Here "x" is the drive letter on your  local computer.Mapping as a network drive will create a drive under my computer with the remote pc's shared resources.


----------



## djmykey (Jan 23, 2005)

First of all since u say that the comps r bought since a long time r u sure that all the lan cards r of the same speed if no then dude ur in trouble cozi if the lan cards r not of same speed then the comps have some problem in seeing each other they dont even ping each other. The other things u can check out is workgruop settings n all but if the lan cards r of diff speeds theres nothing u can do but buy same speed lan cards (preferrably the speed of ur hub/switch).


----------



## alib_i (Jan 23, 2005)

sakumar79 said:
			
		

> When I switch the machines on, they are able to connect to each other, but after a while, the XP and the 2k machine have trouble seeing each other.


The way u've posted the problem .. it seems to me that initially the machines open shared files of other pcs normally, but after some time the xp and 2k machins cause problems.
If this is so ..
then i think u dont have ServicePack1 on winxp.
its a known problem in winxp that when u try to open other pc using "\\computername", the windows explorer hangs.
the problem usually disappears when u install SP1

-----
alibi


----------



## sakumar79 (Jan 24, 2005)

Hi guys,
   Thanx for the replies...
1. Digen Verma: The problem does appear to lie in the WinXP and Win2k systems, but mapping network connections does not work
2. DJMYKEY: I dont think the cards are the problem. They are all 10/100 Ethernet cards.... 
3. Alibi: You have understood my query correctly. However, I have installed SP2 for WinXP and SP4 for Win2k. Also, the computer is not hanging; only looks for a minute and then gives error message.
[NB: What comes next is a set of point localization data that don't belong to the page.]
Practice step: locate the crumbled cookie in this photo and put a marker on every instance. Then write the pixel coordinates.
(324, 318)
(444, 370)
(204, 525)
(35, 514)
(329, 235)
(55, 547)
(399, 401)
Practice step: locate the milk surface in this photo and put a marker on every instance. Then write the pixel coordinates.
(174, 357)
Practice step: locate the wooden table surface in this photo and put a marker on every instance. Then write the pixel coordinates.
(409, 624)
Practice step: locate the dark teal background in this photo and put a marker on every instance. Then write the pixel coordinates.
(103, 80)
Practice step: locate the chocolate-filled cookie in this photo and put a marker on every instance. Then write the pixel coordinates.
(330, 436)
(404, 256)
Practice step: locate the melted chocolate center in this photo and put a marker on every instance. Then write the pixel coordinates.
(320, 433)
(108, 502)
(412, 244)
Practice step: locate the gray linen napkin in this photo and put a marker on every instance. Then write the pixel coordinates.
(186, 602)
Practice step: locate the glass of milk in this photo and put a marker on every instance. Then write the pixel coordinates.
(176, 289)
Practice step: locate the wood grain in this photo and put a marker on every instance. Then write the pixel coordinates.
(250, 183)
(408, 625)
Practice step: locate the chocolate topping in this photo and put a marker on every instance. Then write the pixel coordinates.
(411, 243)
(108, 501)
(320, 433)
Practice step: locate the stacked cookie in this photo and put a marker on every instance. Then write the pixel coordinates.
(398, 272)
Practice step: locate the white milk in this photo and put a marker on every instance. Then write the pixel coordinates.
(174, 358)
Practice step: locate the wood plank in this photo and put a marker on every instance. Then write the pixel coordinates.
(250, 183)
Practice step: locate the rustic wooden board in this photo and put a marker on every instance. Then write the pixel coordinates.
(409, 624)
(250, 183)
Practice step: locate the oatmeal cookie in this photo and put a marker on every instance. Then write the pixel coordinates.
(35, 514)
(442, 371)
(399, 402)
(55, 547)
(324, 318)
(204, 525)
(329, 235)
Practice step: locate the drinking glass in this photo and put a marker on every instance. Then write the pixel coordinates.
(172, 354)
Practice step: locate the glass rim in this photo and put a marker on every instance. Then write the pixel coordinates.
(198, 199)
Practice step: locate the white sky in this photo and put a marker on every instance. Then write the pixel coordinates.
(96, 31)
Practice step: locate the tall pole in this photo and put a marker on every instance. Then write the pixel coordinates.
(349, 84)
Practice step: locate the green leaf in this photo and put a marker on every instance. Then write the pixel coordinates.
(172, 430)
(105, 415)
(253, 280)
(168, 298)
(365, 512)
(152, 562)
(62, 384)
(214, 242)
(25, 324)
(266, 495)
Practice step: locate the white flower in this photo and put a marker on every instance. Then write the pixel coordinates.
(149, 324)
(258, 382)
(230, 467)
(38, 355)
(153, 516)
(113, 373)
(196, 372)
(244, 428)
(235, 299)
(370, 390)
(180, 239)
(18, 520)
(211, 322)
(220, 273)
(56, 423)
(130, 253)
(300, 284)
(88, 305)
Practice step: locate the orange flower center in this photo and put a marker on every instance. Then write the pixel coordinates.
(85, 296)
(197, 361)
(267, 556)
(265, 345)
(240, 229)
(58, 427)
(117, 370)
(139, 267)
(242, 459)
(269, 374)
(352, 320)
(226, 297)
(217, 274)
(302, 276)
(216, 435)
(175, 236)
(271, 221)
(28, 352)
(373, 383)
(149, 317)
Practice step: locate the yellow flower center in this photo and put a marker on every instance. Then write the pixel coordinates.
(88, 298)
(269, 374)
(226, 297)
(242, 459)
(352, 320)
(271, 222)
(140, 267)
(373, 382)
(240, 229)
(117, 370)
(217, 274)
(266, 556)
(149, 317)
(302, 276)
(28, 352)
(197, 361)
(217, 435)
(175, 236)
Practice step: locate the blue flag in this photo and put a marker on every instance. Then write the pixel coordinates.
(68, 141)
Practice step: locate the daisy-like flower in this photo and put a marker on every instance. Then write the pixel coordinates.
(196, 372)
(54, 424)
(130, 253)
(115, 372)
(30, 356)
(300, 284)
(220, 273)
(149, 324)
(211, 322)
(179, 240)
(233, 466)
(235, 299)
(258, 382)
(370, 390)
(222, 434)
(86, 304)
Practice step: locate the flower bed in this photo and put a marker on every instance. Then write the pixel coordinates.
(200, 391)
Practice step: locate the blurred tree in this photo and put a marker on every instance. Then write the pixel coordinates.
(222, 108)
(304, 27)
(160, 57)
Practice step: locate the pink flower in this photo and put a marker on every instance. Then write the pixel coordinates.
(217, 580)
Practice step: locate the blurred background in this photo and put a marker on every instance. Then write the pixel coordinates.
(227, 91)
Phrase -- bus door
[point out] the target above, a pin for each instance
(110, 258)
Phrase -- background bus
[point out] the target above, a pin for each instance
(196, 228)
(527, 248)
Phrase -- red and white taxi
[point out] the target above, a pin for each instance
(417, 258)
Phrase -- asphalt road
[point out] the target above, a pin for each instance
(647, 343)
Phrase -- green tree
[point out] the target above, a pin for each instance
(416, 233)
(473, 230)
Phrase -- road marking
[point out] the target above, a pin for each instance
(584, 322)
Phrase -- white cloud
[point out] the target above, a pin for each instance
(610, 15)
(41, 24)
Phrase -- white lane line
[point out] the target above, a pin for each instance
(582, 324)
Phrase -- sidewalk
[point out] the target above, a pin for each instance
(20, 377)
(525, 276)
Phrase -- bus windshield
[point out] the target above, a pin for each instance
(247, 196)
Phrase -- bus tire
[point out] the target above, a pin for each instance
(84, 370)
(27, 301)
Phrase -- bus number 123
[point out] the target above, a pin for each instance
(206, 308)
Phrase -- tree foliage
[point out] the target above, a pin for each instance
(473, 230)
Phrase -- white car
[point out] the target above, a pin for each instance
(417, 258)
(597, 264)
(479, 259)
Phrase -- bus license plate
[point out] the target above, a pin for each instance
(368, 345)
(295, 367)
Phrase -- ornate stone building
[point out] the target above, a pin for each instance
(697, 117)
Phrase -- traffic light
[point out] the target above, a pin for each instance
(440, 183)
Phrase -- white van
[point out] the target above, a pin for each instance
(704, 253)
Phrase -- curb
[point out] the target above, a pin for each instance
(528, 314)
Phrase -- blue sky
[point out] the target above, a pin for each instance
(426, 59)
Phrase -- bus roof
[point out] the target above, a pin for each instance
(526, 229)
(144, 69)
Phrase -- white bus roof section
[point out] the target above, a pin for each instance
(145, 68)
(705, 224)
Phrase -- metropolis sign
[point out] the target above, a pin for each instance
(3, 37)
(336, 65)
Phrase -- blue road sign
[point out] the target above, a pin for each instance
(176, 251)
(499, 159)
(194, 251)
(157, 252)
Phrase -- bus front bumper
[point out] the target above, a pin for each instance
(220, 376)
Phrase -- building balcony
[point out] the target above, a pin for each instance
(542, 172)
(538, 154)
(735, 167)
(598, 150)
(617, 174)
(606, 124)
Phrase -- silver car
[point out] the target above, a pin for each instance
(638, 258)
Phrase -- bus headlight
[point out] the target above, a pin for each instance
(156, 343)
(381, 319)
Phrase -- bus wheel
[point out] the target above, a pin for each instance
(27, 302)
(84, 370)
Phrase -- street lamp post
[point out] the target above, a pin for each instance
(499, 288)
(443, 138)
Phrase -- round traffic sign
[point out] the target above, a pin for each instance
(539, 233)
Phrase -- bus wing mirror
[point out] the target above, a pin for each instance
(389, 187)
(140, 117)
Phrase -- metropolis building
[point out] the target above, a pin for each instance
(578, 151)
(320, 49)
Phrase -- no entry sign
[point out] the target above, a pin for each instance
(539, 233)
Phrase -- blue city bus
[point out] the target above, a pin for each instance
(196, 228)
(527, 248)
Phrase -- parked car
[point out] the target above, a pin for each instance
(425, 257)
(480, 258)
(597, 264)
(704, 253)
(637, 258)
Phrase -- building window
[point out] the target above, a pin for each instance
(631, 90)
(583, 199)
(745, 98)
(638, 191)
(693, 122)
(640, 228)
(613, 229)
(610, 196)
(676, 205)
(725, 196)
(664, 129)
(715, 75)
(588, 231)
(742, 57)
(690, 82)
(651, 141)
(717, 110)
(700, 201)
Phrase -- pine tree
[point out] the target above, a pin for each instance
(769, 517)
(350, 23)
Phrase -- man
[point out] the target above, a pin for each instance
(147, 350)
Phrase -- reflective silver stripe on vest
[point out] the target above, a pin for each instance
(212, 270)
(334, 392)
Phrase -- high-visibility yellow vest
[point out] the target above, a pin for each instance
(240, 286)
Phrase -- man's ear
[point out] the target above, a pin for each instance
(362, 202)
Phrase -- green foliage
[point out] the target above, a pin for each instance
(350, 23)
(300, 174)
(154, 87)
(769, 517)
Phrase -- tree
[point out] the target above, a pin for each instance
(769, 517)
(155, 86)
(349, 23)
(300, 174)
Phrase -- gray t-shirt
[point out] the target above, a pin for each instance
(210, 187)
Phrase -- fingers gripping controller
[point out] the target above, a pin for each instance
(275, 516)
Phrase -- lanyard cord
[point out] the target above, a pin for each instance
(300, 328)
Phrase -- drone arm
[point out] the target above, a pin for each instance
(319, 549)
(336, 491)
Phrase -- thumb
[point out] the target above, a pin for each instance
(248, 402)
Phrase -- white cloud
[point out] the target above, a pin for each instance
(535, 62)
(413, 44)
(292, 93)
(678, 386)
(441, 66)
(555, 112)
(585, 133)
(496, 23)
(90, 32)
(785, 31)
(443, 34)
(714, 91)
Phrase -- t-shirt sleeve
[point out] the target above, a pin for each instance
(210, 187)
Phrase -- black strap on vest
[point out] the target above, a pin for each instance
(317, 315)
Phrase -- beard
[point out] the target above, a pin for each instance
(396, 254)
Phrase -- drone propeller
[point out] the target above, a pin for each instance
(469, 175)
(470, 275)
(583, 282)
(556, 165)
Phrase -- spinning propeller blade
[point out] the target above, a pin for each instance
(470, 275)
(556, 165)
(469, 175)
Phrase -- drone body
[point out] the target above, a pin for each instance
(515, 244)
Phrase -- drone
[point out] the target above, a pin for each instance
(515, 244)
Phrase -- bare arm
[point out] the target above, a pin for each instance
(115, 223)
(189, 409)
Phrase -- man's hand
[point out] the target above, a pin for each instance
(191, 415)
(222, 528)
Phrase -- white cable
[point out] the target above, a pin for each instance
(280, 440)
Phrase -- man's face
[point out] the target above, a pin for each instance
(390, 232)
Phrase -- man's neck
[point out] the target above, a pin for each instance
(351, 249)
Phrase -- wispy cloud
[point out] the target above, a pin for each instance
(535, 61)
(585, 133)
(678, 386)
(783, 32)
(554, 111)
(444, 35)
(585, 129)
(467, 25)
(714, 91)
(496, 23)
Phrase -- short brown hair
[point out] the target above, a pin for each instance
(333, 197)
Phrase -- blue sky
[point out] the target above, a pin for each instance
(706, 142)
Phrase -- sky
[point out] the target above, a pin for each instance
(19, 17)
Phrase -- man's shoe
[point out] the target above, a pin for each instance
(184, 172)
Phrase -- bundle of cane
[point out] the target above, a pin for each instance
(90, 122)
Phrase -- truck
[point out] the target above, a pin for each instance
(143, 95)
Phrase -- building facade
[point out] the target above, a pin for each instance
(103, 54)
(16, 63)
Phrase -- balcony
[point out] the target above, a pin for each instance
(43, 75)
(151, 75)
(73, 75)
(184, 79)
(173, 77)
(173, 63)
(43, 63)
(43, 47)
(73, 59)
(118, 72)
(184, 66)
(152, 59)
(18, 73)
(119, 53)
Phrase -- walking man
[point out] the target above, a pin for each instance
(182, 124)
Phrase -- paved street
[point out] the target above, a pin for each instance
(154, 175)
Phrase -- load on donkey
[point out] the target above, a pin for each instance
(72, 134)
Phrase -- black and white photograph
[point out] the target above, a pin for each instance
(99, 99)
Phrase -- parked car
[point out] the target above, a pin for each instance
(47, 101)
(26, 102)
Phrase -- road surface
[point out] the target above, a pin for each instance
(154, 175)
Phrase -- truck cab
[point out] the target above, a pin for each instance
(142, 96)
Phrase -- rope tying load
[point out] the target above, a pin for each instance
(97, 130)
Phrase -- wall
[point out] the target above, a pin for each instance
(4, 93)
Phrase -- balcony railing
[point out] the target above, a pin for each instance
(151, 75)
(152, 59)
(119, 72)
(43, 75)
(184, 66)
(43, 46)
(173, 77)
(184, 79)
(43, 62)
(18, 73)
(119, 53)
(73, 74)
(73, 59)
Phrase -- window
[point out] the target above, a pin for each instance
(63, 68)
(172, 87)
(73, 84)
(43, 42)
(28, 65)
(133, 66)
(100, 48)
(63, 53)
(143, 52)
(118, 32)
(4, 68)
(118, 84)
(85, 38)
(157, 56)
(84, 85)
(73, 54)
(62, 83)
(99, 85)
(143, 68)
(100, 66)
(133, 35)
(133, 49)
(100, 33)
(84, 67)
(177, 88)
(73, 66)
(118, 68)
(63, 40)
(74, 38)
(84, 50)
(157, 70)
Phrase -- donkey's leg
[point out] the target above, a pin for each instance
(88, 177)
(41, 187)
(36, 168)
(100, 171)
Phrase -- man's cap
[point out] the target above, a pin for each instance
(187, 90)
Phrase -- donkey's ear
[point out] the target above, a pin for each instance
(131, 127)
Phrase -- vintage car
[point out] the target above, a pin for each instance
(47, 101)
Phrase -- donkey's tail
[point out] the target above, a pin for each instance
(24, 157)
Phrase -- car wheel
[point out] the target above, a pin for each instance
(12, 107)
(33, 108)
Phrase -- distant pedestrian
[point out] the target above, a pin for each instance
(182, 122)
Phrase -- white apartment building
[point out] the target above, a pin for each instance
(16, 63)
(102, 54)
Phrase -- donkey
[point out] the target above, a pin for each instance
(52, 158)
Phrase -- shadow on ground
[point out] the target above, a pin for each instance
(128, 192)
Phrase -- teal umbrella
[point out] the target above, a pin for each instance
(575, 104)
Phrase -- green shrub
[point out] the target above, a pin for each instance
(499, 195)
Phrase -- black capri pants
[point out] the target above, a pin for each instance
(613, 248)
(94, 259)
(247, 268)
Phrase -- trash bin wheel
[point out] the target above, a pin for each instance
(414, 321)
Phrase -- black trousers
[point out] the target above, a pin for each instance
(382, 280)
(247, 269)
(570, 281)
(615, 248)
Also, if u guys can help me find software for using ping to transfer files also, I will be glad... Will FTP or SSH help? Both have servers and clients available free. I can install either and call them whenever I have the problem...

Thanks in advance,
Arun


----------



## digen (Jan 25, 2005)

> Also, if u guys can help me find software for using ping to transfer files also, I will be glad... Will FTP or SSH help? Both have servers and clients available free. I can install either and call them whenever I have the problem...



Ping is not used for file transfer dude.Its a part of ICMP protocol used for the detection of remote hosts,in simple words it checks for the existence of your computer in a lan/wan.

You may like to try a software like UltraVNC.Though I'm not sure as to whether it supports multiple remote connections to/from a server.


----------